Comment recevoir sans réagir les propos d’un Emanuel Macron disant : « Il faut des jeunes français qui aient envie de devenir milliardaires » ! Moi, j’aimerais qu’on leur donne la possibilité d’être inventifs, entreprenants, avec pour ambition de partager le génie de leurs découvertes et leur autre philosophie des rapports sociaux. Je ne crois pas que les gens aient, à ce point, envie et comme motivation de devenir « riches ». Par contre, ils ont envie d’être « utiles ». Or, sous les coups des déréglementations en cours, ce noble Travail qui les rend utiles est devenu une « tâche » qui les rejette.

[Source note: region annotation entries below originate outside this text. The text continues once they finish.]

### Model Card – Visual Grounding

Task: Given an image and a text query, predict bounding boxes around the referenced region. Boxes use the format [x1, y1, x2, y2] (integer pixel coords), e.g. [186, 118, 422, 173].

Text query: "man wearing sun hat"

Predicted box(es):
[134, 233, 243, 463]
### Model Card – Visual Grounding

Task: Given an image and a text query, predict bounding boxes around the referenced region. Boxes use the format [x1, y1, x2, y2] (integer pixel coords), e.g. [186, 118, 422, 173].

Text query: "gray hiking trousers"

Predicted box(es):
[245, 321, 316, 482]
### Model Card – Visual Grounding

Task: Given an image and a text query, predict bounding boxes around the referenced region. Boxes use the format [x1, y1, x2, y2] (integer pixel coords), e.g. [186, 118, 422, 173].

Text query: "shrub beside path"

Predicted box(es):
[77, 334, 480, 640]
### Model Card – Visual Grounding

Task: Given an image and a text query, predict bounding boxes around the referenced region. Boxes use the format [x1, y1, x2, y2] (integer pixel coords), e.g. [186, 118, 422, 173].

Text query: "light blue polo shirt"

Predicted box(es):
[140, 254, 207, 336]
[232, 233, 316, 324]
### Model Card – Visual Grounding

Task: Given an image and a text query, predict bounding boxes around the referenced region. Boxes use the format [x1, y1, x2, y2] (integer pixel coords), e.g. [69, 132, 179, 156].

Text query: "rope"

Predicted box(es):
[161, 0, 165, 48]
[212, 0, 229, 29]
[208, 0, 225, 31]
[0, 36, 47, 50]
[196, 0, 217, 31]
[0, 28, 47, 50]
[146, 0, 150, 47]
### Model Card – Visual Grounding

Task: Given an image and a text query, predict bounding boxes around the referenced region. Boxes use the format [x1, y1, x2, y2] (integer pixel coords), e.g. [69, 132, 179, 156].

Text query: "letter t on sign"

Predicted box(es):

Au fil de vos lettres, nous relevons votre condamnation de ceux, y compris de vos amis qui ont voté « Non » à la constitution européenne en 2005. Ils rejoignaient pourtant l’opinion majoritaire du peuple français. Bien de nos malheurs et injustices d’aujourd’hui, que vous condamnez, découlent pourtant de là !


Au départ, j’étais contre ce referendum peu adapté à une chose d’une complexité terrible. Néanmoins, il y avait un espace pour la réforme et l’« exception culturelle française » semblait y être prise en considération. Ce que je fustige dans mon livre, c’est le manque de loyauté de socialistes au positionnement adopté majoritairement par leur Parti. Je ne suis adhérent nulle part. Je revendique par contre une cohérence dans mes prises de positions politiques. Je concède que l’Europe (qui a par contre raison de nous taper sur les doigts sur des situations inadmissibles comme la situation dans les prisons) nous ressert aujourd’hui - au travers de ses exigences libérales - ce que nous avions pourtant repoussé hier. Aujourd’hui je serais plutôt pour le Non.

En conclusion, si nous évoquions la pièce de Brecht, La résistible ascension d’Arturo Ui(3) au sujet de la montée des idées de rejet et d’exclusion qui, sur fond de « crise » nourrissent l’influence grandissante du FN.


Je vais remonter cette pièce que nous produirons dans la période qui correspondra aux prochaines élections présidentielles. Ce sera une autre forme de contribution au débat. Le risque est en effet là. Il ne faut pas seulement le combattre, il faut combattre cela en faisant campagne pour nos idées. Mon ami et footballeur, Éric Cantona dit : « Je joue contre l’idée de perdre »… C’est mon état d’esprit. C’est le sujet et l’objet de mes livres !

Propos recueillis par Pierre Corneloup

(1) Éditions l’iconoclaste
(2) Éditions Flammarion
(3) La résistible ascension d’Arturo Ui, pièce écrite en 1941 par Berthold Brecht, est une parabole sur la prise du pouvoir par Hitler, transposée dans le milieu du crime et de la mafia, à l’époque, aux États-Unis.